The invention discloses a vehicle signal control method based on Big Dipper positioning. The method comprises the following steps of step 101) collecting vehicle satellite positioning data based on Big Dipper and vehicle passenger data based on an IC card; step102) defining several states and a logical determination principle; step103) based on the defined states and the principle and according to the collected data, controlling a vehicle signal. The step 101 further comprises the following steps of step 101-1) based on the satellite positioning data, collecting and acquiring meter level position information of the vehicle; and step 101-2) through IC card equipment and a vehicle-mounted terminal, acquiring passenger quantity data in the vehicle. Through multi-source data input and an advanced signal control algorithm, whole public transport line operation optimization control and accurate control are reached and reliability of a whole control system is increased. Purposes of balancing a line passenger traffic volume and increasing line operation efficiency are achieved.

Description

A kind of vehicle signal control method strengthening equipment based on Big Dipper ground

Technical field

The present invention relates to a kind of vehicle signal control method, be specifically related to a kind of vehicle signal control method strengthening equipment based on Big Dipper ground.

Background technology

Along with socioeconomic development, the demand of people to trip is increasing.Meanwhile, the convenience of trip, comfortableness become the important criterion that people select trip instrument.Traditional trip mode mainly comprises, private car trip, bus trip, cycling trip, walking etc.In numerous trip mode, private car trip mode is the most comfortable, convenient, but causes the serious urban issues such as traffic congestion, environmental pollution to depending on unduly of going on a journey of private car along with people.In order to solve this urban issues, public transport starts development, and advanced public transportation system starts to occur.

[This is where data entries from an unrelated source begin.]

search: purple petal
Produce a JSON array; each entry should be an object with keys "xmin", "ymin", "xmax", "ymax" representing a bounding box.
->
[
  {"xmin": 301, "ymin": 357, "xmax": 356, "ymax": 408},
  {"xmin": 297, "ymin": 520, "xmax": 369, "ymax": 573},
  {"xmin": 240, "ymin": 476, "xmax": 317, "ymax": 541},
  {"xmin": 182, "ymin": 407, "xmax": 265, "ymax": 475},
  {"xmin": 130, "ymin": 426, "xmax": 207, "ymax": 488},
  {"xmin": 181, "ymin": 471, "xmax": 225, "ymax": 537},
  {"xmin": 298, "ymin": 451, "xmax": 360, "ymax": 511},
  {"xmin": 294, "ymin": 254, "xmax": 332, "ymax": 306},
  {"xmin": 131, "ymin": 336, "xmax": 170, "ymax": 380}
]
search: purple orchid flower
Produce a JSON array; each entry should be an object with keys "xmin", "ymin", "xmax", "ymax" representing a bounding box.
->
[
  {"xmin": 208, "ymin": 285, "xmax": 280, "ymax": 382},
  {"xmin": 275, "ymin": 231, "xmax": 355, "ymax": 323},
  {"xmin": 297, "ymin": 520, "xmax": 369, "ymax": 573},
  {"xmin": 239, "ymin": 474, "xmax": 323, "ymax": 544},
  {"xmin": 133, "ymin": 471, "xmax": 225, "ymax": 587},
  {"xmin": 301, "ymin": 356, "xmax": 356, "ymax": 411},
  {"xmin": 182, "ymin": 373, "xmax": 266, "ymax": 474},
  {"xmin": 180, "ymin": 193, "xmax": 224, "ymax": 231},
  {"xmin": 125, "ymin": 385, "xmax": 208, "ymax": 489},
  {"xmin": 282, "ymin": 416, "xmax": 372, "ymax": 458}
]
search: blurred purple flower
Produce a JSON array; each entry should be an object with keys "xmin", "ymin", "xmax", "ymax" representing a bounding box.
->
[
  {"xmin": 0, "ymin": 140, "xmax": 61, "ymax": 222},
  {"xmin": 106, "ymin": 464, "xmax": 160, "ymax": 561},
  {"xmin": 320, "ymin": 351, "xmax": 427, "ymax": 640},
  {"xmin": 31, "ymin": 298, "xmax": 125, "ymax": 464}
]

Public transport, as the maximum vehicles of city carrying capacity, has the plurality of advantages such as convenient and swift, with low cost, safety and environmental protection.But simultaneous problems have impact on the efficiency of operation of public transport.The capacity deployment being wherein public transit vehicle is the most significantly uneven, causes the daily problems of operation such as bunching, large-spacing.Public bus network operation is abnormal, can cause the maldistribution of circuit Vehicular occupant, thus cause the efficiency of operation of whole piece circuit low.

In order to solve the problem of mass transit volume maldistribution, usually corresponding control measure can be taked to bus operation circuit vehicle.Such as integrative design intersection, first method, by settling roadside device to detect the traveling-position of public transit vehicle at crossing, vehicle traveling-position is reported to signal control device by roadside device, and control device implements signal priority according to each phase place vehicle condition in crossing to public transit vehicle.Second method detects public transit vehicle position by satellite positioning device, and position data is passed to signal control device and carry out signal priority control.

In such scheme, signal control device carries out priority acccess control by vehicle position information to vehicle.Deposit problem both ways, be first the insufficient problems of data, be embodied in several aspect:

1. lack passengers quantity data in public transit vehicle, because lack passenger data, cause signal control device to can not determine the load factor of public transit vehicle, thus signal control can not be carried out targetedly.

2. lack the location information data between circuit vehicle, because lack the service data of vehicle between circuit, cause signal control device not know the position relationship of fore-aft vehicle, can not truly have and carry out signal control targetedly.

3. public transit vehicle real time position data is not enough, one point data poor reliability, cannot judge public transit vehicle pass through road measuring device after running status, likely cause erroneous judgement to signal control device.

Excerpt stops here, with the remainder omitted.